The performance improvements substantiate the effectiveness of our model in the task of inductive link prediction.
• Performance comparison of different subgraph extraction strategies
We conduct additional experiments on dataset WN18RR to analyze the impact of hop selection in extracting subgraphs. The values of MRR, Hits@1, Hits@5, and Hits @@10 were taken for k = 1, 3 and 5, respectively. The results are shown in Fig. 6.
Figure 6: Performance of SASILP on k-hop.
Figure 6 shows that the performance in terms of MRR, Hits@1, Hits@5, and Hits@10 is the least favourable on all datasets when k = 1. However, there is not much difference when k = 3 and k = 5. This may be due to the fact that the subgraph consisting of 1-hop neighbors includes a small number of nodes, which limits the availability of contextual semantic information for relation prediction. When k = 3, subgraphs can provide sufficient contextual semantic information to improve link prediction performance. However, the number of nodes in the subgraph increases when k equals 5, and the performance of inductive link prediction does not improve significantly. On the contrary, it decreases on some datasets. This suggests that although an increase in the number of hops introduces more information about nodes, not all of the introduced nodes are necessarily useful for link prediction. Some of them may be noisy nodes, which do not benefit the performance of relation prediction.
• Ablation study
We conduct ablation studies on FB15K237_v2 to validate the importance of relation semantics for subgraph extraction in SASILP. Table 4 shows the results of the ablation study. After removing the relation semantic score in subgraph extraction, the MRR value reduces by 8.34%, and the Hits@5 value reduces by 18.36%. This result demonstrates the effectiveness of relation semantics in inductive link prediction.
• Case Study
To analyze the subgraph under different subgraph extraction strategies, we selected two nodes (07s9rl0, 06 × 77 g) in FB15K237_v2 as seed nodes. The subgraphs extracted using GraiL contain 1,218 nodes, the value of Hits@10 is 52.2%, While SASILP extracted using SASILP contains 11 nodes, the value of Hits@10 is 60.02%. Figure 7 shows the semantics of the extracting subgraph, where the purple circle represents the two seed nodes and the yellow dotted line represents the relation to be predicted. The number of subgraph nodes decreased sequentially, but it did not influence the link prediction performance. It may be caused that the nodes in the subgraph have a close semantic correlation with the missing relation, and it also demonstrates the effectiveness of our subgraph extraction method.
Conclusions and Future Work
We propose a novel model SASILP for inductive link prediction in knowledge graphs. The model focues on the subgraph extraction and node initialization methods. The subgraph is constructed by nodes that are selected according to the importance score.

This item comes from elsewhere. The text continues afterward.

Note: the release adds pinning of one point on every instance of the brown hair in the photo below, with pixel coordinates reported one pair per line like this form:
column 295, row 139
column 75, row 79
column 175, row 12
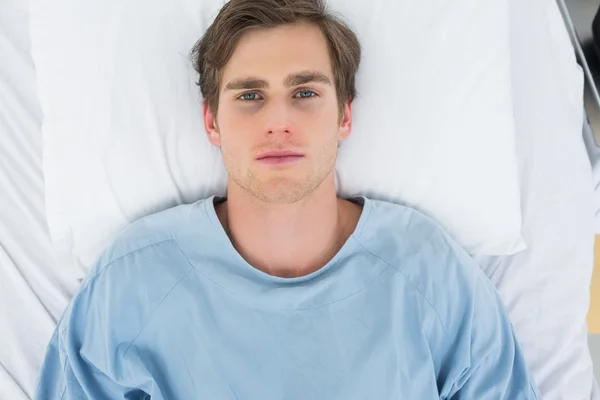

The node is initialized by integrating structure and relational semantic information. The experimental results demonstrate that SASILP outperforms the baseline models on the WN18RR and FB15K237 datasets.
Figure 7: A subgraph extracting from FB15K237.
Method | MRR | Hits @ 5 |
---|---|---|
SASILP w/o realtion semantic | 62.68 | 60.07 |
SASILP | 71.02 | 78.43 |
Most existing models only apply to scenarios where there are new entities in the target graph. They cannot handle the real-world knowledge graphs where new entities accompany new relations. Therefore, we plan to investigate the link prediction scenarios that contain both new entities and relations in the knowledge graph.